I’ve been burn­ing up Inter­pol in my CD play­er late­ly. Theirs is a musi­cal expe­ri­ence that I have nev­er had the plea­sure of lis­ten­ing to before. Turn On The Bright Lights is a very taut album. It goes through a series of anx­ious peaks and intro­spec­tive val­leys but remains rife with a feel­ing akin to what post-trau­mat­ic stress dis­or­der (PTSD) must cause. Tot­BL begins with ‘Unti­tled,’ a song that effec­tive­ly brought me into Interpol’s unique vir­tu­al son­ic world and set the ten­sion for the rest of the album.
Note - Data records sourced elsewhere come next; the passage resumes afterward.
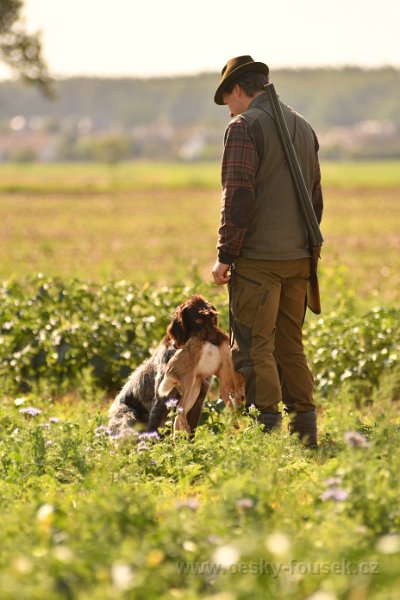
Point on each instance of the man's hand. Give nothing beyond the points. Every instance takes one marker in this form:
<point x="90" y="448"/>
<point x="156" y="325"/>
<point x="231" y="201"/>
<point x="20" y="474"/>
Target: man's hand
<point x="221" y="273"/>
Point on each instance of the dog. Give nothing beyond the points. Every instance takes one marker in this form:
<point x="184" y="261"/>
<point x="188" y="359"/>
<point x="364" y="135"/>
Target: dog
<point x="139" y="403"/>
<point x="199" y="359"/>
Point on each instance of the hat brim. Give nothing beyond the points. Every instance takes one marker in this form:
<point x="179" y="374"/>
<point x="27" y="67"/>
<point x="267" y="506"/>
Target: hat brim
<point x="255" y="67"/>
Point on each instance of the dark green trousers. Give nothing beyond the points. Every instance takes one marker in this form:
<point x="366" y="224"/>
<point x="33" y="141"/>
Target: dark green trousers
<point x="268" y="302"/>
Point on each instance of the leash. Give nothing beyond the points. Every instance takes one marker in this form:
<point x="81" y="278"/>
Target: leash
<point x="231" y="285"/>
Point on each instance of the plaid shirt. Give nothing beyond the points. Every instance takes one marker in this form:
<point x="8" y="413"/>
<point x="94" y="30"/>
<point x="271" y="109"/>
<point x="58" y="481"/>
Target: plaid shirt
<point x="238" y="175"/>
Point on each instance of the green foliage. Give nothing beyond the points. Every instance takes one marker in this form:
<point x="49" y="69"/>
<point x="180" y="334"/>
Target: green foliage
<point x="20" y="50"/>
<point x="232" y="513"/>
<point x="54" y="334"/>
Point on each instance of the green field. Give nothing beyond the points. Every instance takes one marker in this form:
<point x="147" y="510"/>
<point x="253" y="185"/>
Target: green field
<point x="155" y="222"/>
<point x="233" y="514"/>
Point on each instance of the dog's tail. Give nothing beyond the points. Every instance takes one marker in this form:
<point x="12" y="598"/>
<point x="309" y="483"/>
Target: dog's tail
<point x="166" y="386"/>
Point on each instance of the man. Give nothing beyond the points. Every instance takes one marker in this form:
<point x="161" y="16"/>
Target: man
<point x="263" y="242"/>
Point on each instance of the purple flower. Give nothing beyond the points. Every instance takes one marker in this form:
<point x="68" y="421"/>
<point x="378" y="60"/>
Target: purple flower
<point x="102" y="430"/>
<point x="336" y="494"/>
<point x="244" y="503"/>
<point x="31" y="411"/>
<point x="171" y="403"/>
<point x="148" y="435"/>
<point x="332" y="481"/>
<point x="191" y="503"/>
<point x="356" y="440"/>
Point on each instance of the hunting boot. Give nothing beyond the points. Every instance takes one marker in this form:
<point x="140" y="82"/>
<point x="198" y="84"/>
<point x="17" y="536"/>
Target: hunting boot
<point x="304" y="425"/>
<point x="270" y="421"/>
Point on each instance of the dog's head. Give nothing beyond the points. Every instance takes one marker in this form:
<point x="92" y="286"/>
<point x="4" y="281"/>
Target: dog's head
<point x="193" y="316"/>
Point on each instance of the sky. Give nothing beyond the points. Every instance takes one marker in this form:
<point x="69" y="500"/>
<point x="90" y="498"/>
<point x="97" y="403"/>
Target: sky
<point x="151" y="38"/>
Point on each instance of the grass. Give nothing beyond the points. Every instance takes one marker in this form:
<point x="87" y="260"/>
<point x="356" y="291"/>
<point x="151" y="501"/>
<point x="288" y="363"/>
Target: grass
<point x="96" y="177"/>
<point x="232" y="514"/>
<point x="152" y="222"/>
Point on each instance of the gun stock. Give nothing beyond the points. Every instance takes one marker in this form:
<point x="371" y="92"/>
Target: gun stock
<point x="313" y="297"/>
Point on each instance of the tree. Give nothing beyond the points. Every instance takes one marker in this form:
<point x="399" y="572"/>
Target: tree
<point x="20" y="50"/>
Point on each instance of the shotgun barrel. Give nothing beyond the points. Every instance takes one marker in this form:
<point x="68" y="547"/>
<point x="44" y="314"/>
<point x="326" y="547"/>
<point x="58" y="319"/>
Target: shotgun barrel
<point x="314" y="232"/>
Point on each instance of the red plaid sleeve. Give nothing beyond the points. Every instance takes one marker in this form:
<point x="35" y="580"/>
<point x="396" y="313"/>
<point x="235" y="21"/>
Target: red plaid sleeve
<point x="239" y="167"/>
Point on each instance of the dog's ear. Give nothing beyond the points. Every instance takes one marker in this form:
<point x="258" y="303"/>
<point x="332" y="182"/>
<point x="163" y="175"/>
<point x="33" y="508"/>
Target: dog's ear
<point x="177" y="330"/>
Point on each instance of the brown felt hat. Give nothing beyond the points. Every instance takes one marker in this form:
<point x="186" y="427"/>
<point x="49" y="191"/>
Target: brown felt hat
<point x="234" y="68"/>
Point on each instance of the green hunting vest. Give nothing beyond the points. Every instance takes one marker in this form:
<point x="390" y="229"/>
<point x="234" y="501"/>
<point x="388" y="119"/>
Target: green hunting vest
<point x="277" y="230"/>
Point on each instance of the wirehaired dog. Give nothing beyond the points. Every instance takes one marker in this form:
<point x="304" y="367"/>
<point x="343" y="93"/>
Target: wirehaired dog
<point x="139" y="402"/>
<point x="199" y="359"/>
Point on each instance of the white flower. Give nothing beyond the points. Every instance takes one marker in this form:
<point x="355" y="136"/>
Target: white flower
<point x="121" y="576"/>
<point x="278" y="543"/>
<point x="389" y="544"/>
<point x="226" y="556"/>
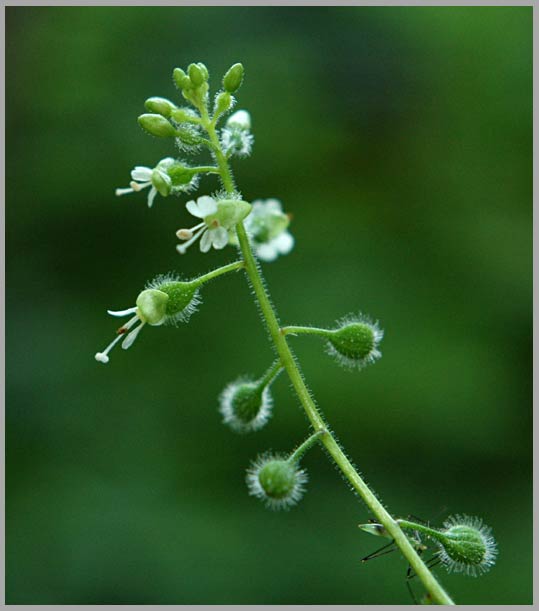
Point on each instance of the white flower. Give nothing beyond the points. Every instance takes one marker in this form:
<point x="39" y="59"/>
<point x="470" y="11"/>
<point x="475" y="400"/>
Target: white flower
<point x="236" y="138"/>
<point x="217" y="218"/>
<point x="156" y="178"/>
<point x="268" y="226"/>
<point x="241" y="119"/>
<point x="103" y="357"/>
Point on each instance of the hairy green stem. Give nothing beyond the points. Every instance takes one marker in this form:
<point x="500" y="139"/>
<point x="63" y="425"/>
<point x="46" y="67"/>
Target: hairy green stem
<point x="317" y="421"/>
<point x="306" y="331"/>
<point x="306" y="445"/>
<point x="215" y="273"/>
<point x="271" y="373"/>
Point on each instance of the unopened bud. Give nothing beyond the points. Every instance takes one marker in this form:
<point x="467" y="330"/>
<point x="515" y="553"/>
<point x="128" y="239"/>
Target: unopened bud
<point x="161" y="106"/>
<point x="233" y="78"/>
<point x="156" y="125"/>
<point x="275" y="480"/>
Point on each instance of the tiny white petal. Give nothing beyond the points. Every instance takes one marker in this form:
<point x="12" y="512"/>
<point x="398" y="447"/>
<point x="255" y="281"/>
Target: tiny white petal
<point x="124" y="191"/>
<point x="151" y="196"/>
<point x="266" y="252"/>
<point x="192" y="208"/>
<point x="131" y="337"/>
<point x="122" y="312"/>
<point x="207" y="205"/>
<point x="141" y="173"/>
<point x="219" y="237"/>
<point x="284" y="243"/>
<point x="206" y="241"/>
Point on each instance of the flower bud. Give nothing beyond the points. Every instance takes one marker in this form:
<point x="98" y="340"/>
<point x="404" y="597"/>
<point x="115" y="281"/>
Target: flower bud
<point x="466" y="545"/>
<point x="233" y="78"/>
<point x="160" y="106"/>
<point x="196" y="75"/>
<point x="156" y="125"/>
<point x="161" y="182"/>
<point x="182" y="297"/>
<point x="223" y="102"/>
<point x="355" y="343"/>
<point x="241" y="119"/>
<point x="229" y="213"/>
<point x="181" y="80"/>
<point x="245" y="405"/>
<point x="152" y="306"/>
<point x="275" y="480"/>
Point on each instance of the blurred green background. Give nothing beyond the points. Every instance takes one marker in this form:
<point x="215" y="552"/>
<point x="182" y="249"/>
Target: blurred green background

This is also an album with a plot and plen­ty of sub­texts. The intro­spec­tion appears most often with respect to sex/love rela­tions and thoughts on puri­ty and promis­cu­ity. Lyrics like:

Well, she was my cata­ton­ic sex toy, love-joy div­er | She went down down down there into the sea, | Yeah she went down down down there, down there for me, right on

from ‘Stel­la was a div­er and she was always down’ are pret­ty blunt.
Oth­er songs feel quite urban to a coun­try boy like myself. It seems like Inter­pol are try­ing to cope with an anomie caused by life in New York. Espe­cial­ly in ‘NYC:’

But I’m sick of spend­ing these lone­ly nights | Train­ing myself not to care | The sub­way is a porno | The pave­ments they are a mess

we see the anonymi­ty of liv­ing among mil­lions.

My favorite two songs on the CD are ‘Obsta­cle 2’ and ‘Roland’ and I feel that each are the best exam­ple of the sex/love theme and anomie respec­tive­ly. All of the songs blend togeth­er so well that the CD ends all too quick­ly despite being of nor­mal length. At the same time, while you want to hear more, it is hard to think of any­thing that can be added. The dri­ving crescen­do of gui­tars and the qua­ver­ing voice in the lyrics add clo­sure to each song and the CD as well, leav­ing me, at least, feel­ing as if I had just been through an emo­tion­al work­out.

I liked it if you catch my drift. Give it a shot.